Though we might not blame someone who is excused from the fast, he might
not be best suited to broker the teshuva by representing the tzibbur in
reading from the Torah. Had keriat ha-Torah on fasts been merely
incidental to the day, we would not adopt such a limitation.
Recognizing a ta'anit as a day dedicated to teshuva and the keriat ha-Torah
as an integral part of that repentance, we might better understand the
extra aliya. If extra aliyot are not merely the product of EXTRA
KEDUSHA but also of EXTRA OR EXTENDED EXPERIENCES, fasts (as well as Yom
Tov) might enjoy an extra aliya. In general, keriat ha-Torah is merely
an opportunity to study Torah in a public setting. For this experience,
three aliyot suffice. However, on fasts the reading from the Torah
plays an additional role - it prompts the teshuva process. The gemara
itself, when questioning the number of aliyot on a ta'anit, might have
been questioning the criteria for adding aliyot. Does only Yom Tov
receive extra aliyot due to its ascending levels of kedusha indicated by
korban Mussaf? Or does any day with unique experiences and SUPPLEMENTARY
or EXTENDED roles for keriat ha-Torah receive extra aliyot to reflect the
transformed experience? If the latter were true, then fasts would
easily qualify for extra aliyot. [The fact that today we do not add
an aliya on a ta'anit does not disprove our understanding of an extended
function of keriat ha-Torah on ta'anit; it merely implies that this extended
role is possibly not enough to require extra aliyot.]
Having determined the unique element of keriat ha-Torah on ta'anit,
we can return to our original question: Why does ta'anit warrant reading
from the Torah during Mincha? In general, we recognize Mincha-time
as the critical moments of teshuva during a ta'anit.
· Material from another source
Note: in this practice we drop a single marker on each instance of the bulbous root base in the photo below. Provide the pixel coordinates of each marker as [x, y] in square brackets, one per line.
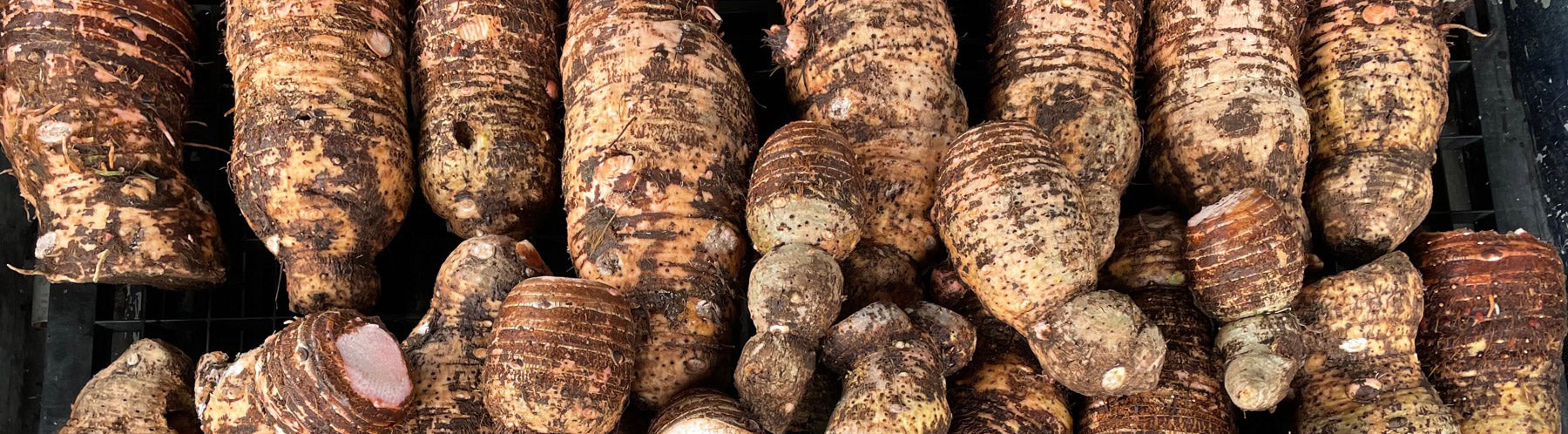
[1099, 345]
[1261, 356]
The verse in
Ezra (9:5) declares this when Ezra writes, "During the Mincha time I arose
from my ta'anit, tore my clothing, bowed on my knees, spread my hands upward
to Hashem my God." After all, the extra tefilla of Ne'ila can only
be recited in the afternoon, further confirming the afternoon as the crucial
period for tefilla and teshuva. If keriat ha-Torah were truly part
of the teshuva process, it should certainly be performed in the afternoon
In fact, according to some positions, keriat ha-Torah of ta'anit
is performed ONLY during Mincha. The gemara in Megilla (30b) describes
the schedule for ta'anit: "Half the day was designated for public moral
inventory, the next quarter for reading from the Torah and Nevi'im, and
the final quarter for pleading for mercy." The impression from the
gemara is that keriat ha-Torah was performed only in the afternoon and
not in the morning during Shacharit. Of course, Halakha does not
accept this ruling [see, for example, the Lechem Mishneh in his comments
to the Rambam, Hilkhot Ta'anit 1:17]. However, some vestige of this
gemara remains in that we recite a haftara only during Mincha and not during
Shacharit. If indeed the haftara from Nevi'im plays a more crucial
role in promoting teshuva, it might be better recited in the afternoon
- the period of the day designated for teshuva.
In conclusion, although we do not accept the opinion of adding
an aliya on a ta'anit, the principle which motivated that position still
holds true: The day is one devoted to teshuva. Keriat ha-Torah on
ta'anit gives expression to this theme of promoting teshuva. It is
thus logical that we read not only the Torah, but the haftara too, at Mincha,
which is the height of the teshuva aspect of the day.